El presidente de la Autoridad Independiente de Responsabilidad Fiscal, José Luis Escrivá, advirtió ayer de que mantener el poder adquisitivo de las pensiones supondría un déficit adicional para las arcas públicas de 10.000 millones de euros de aquí a 2022, por lo que a su entender el equilibrio financiero del sistema solo podría restablecerse mediante el aumento anual del 0,25% vigente. La disyuntiva está clara, atendiendo a las palabras de Escrivá. O la mayoría de los pensionistas asume que la media de sus ingresos por parte de la Seguridad Social ha de perder hasta 7 puntos porcentuales de poder adquisitivo para garantizar su sostenibilidad o el sistema se deslizará hacia su quiebra a medio plazo a cuenta de los actuales beneficiarios.
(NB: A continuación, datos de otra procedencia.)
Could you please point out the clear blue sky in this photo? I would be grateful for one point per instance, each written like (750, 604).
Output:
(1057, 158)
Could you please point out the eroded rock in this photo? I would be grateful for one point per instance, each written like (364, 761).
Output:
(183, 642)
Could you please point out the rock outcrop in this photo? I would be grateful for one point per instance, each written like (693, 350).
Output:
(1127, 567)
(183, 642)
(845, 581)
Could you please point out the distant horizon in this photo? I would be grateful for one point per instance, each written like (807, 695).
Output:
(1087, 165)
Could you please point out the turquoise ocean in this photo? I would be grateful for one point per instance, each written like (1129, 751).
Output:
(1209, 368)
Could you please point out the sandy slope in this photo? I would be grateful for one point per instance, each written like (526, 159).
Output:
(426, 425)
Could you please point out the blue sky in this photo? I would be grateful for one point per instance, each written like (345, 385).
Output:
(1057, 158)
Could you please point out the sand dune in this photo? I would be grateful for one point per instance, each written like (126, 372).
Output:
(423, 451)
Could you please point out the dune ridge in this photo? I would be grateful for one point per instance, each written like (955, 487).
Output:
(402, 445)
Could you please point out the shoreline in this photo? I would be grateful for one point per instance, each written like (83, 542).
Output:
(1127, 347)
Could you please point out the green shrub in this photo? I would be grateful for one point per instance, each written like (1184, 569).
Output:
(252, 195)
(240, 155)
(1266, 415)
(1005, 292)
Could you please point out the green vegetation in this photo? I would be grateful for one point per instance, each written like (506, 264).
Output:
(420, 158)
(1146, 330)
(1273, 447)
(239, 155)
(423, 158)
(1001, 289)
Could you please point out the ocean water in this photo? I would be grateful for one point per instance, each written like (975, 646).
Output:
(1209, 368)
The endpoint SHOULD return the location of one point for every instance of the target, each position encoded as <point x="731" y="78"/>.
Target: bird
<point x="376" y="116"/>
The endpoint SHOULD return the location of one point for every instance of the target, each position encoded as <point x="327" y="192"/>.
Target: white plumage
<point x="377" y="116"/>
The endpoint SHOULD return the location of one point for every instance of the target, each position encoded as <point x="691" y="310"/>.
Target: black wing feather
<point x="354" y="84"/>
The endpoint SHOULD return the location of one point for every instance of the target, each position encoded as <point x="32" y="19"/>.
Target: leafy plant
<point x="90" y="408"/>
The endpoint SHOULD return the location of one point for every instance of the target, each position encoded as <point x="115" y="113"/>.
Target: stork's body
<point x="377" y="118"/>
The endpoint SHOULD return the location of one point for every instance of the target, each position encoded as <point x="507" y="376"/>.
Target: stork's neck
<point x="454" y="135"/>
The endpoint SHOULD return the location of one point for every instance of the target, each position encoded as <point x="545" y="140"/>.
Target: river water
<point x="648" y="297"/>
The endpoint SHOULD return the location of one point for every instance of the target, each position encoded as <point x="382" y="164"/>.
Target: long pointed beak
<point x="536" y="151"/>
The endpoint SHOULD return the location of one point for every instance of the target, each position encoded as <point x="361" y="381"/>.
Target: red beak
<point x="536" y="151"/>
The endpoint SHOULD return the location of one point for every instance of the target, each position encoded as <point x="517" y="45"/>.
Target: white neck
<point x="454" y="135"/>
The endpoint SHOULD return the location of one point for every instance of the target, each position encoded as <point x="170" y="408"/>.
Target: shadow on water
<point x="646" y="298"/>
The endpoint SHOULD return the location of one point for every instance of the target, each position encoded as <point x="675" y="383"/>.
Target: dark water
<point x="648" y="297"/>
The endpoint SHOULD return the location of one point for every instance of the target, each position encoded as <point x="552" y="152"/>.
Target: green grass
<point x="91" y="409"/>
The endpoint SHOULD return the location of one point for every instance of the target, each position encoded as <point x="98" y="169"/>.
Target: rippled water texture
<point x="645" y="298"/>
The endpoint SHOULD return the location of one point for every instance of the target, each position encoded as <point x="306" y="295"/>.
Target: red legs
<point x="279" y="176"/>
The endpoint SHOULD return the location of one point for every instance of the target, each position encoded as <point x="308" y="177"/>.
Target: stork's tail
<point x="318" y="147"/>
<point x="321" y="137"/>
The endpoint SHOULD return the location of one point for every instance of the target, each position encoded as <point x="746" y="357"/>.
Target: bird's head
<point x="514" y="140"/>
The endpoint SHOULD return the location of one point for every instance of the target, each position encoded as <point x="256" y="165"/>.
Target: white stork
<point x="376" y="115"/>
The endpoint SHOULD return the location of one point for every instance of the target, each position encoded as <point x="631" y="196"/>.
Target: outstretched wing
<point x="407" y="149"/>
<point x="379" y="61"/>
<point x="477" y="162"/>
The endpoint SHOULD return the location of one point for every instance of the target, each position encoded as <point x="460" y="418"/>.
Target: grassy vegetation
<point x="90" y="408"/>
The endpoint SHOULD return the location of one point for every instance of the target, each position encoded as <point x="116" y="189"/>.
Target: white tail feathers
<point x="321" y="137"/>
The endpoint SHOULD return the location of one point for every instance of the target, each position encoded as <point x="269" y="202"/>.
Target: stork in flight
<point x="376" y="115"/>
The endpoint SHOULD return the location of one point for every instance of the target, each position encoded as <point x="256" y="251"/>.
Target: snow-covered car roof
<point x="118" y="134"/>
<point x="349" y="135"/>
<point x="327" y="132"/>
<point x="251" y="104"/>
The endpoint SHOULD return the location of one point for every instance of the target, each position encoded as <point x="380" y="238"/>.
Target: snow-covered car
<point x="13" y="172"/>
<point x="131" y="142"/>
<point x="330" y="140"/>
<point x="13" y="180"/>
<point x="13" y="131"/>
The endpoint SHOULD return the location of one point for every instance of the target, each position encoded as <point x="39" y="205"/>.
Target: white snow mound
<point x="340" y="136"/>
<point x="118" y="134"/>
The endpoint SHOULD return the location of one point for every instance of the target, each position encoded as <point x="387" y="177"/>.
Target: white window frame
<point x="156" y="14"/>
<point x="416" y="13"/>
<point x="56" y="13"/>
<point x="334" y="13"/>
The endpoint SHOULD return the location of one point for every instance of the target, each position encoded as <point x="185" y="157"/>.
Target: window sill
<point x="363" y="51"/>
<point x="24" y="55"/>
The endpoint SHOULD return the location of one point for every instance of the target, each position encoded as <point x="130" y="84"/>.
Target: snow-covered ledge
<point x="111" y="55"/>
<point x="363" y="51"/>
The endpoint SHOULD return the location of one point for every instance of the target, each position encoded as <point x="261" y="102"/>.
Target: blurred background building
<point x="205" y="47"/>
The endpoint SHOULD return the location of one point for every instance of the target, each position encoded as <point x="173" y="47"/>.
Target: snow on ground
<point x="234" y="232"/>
El problema desborda el debate sobre si algunas pensiones han de sufragarse o no mediante los Presupuestos Generales y, por supuesto, la discusión sobre el objeto mismo del fondo de reserva. En el fondo, la AIReF vino a advertir ayer de que los actuales pensionistas y los que vayan jubilándose en los próximos años deberán estar dispuestos a desarrollar una vida el 7% más austera para que quienes les sucedan en la misma situación puedan continuar disponiendo de la Seguridad Social. Es legítimo reivindicar que las pensiones vuelvan a indexarse, revalorizándose en función del IPC, o que así ocurra con las de menor cuantía. Pero acto seguido resulta imprescindible identificar con claridad la fuente que se proponga para asegurar tales subidas anuales. Si han de ser las cotizaciones empresariales y las de los trabajadores con trabajo, y en qué medida. O si ha de remitirse la factura a los contribuyentes en su conjunto, a través de los Presupuestos. La evolución demográfica de la población española -con un crecimiento vegetativo en rojo y una corriente migratoria atenuada además por el control de fronteras-, los pronósticos sobre la economía nacional e internacional para los próximos años y la devaluación que están experimentando las nóminas de los trabajadores exigen que el debate, dentro y fuera del Pacto de Toledo, se atenga al principio de realidad. En ese sentido estuvo acertado ayer José Luis Escrivá cuando recordó, con otras palabras, que el Ministerio de Empleo y Seguridad Social no puede seguir aferrándose únicamente a las buenas noticias.